His 'verbal typos' are now the stuff of popular Tamil memes. "There is no other way to parse this. He speeches are a disaster. He exhibits neither a command of language nor of the subject. It is just mechanical droning," says a senior media person who still remembers how Karunanidhi used to rabble-rouse and set the agenda for elections with rare cunning.

"In days of yore, people used to come just to hear Karunanidhi speak. Today there is no leader in the DMK who commands such a draw," says Kathiravan, a DMK worker.

Elsewhere, Anbumani Ramadoss, who tried manfully with an ambitiously-mounted campaign in the State Assembly polls of 2016, is a pale shadow of himself this time around. There is no pep or zing in his campaigns. 

The BJP's state leader Tamilisai is a good speaker with a natural command over Tamil. But her speeches don't carry emotional heft. 
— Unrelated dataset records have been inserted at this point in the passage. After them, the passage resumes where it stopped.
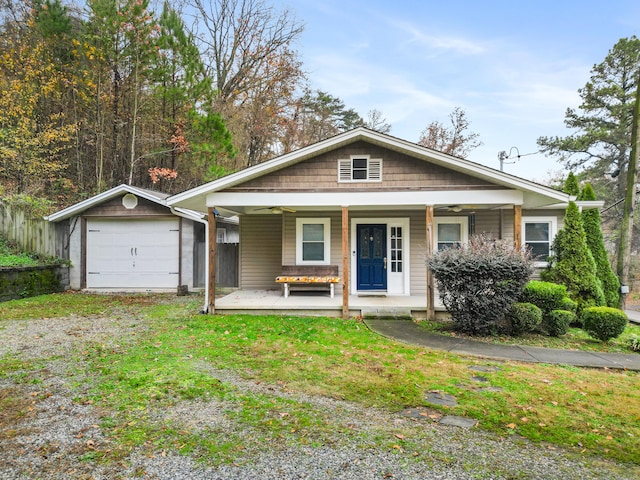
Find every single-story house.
[46,185,238,291]
[167,128,602,317]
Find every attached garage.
[86,217,180,289]
[48,185,207,292]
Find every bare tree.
[364,108,391,133]
[191,0,304,167]
[418,107,482,158]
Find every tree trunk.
[617,78,640,308]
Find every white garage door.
[86,218,180,289]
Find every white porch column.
[425,205,436,320]
[340,206,349,318]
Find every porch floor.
[215,290,436,318]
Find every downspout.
[169,207,209,313]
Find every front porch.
[215,289,436,318]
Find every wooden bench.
[276,265,340,298]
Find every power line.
[498,147,540,172]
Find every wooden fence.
[0,199,69,259]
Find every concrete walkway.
[364,312,640,371]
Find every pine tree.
[542,202,605,311]
[580,183,620,308]
[564,172,580,197]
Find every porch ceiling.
[206,190,523,215]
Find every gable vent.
[368,158,382,182]
[338,159,351,182]
[338,156,382,182]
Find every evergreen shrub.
[507,302,542,335]
[581,183,620,308]
[519,280,575,314]
[560,297,578,316]
[542,310,576,337]
[581,307,628,342]
[427,235,533,335]
[541,202,605,312]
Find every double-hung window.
[522,217,557,266]
[296,218,331,265]
[338,155,382,183]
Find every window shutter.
[368,158,382,181]
[338,159,351,182]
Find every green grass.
[0,294,640,474]
[0,237,62,267]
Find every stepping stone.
[426,392,458,407]
[478,387,503,392]
[438,415,478,428]
[469,365,500,373]
[400,407,442,420]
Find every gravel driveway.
[0,306,638,480]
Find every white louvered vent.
[338,158,352,182]
[368,158,382,182]
[338,156,382,182]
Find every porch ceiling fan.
[255,207,296,214]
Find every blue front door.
[357,225,387,290]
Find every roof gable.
[167,127,569,209]
[229,140,503,191]
[45,184,202,222]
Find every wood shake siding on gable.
[228,142,501,192]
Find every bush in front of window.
[542,310,576,337]
[507,302,542,335]
[427,235,533,335]
[519,280,567,314]
[541,202,605,312]
[581,307,628,342]
[520,280,578,337]
[581,183,620,308]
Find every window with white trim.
[296,218,331,265]
[522,217,558,266]
[338,155,382,182]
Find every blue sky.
[276,0,640,181]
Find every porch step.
[360,307,411,320]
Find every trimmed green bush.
[560,297,578,316]
[581,307,628,342]
[507,302,542,335]
[427,236,533,335]
[542,310,576,337]
[520,280,575,314]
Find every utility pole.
[617,76,640,308]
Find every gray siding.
[239,215,282,290]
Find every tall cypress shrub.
[580,183,620,308]
[541,202,605,311]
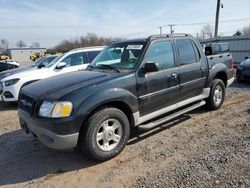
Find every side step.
[137,101,206,130]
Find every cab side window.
[62,52,84,67]
[144,41,175,70]
[176,39,197,66]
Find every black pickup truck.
[18,34,233,161]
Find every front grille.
[0,82,3,95]
[18,93,35,115]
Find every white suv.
[0,46,104,102]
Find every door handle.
[171,73,178,79]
Thol Thirumavalavan of Viduthalai Siruthaigal is a spirited speaker, and he knows to drive home his point through a mixture of both pith and patois. But being a smaller party in a larger alliance group, his appeal is confined to specific areas.

The Congress has no major campaigners. Former minister P Chidambaram is indeed a good orator. His unhurried style has a good feel to it, but the man generally comes across as being snobbish which precludes the masses from warming up to him. At any rate, Chidambaram is no longer interested in campaigning, except addressing meetings in his son's constituency.

But what of Makkal Neethi Maiam's Kamal Haasan? Well, he has been the most impressive and involved leader in the campaigns in the state. Though his language can be a little convoluted as he has a penchant for recondite similes and metaphors, Kamal is full of passion and has brought to his meetings raw energy. It radiates in his speeches and approach. But that may still not be good enough to win his party anything in the polls.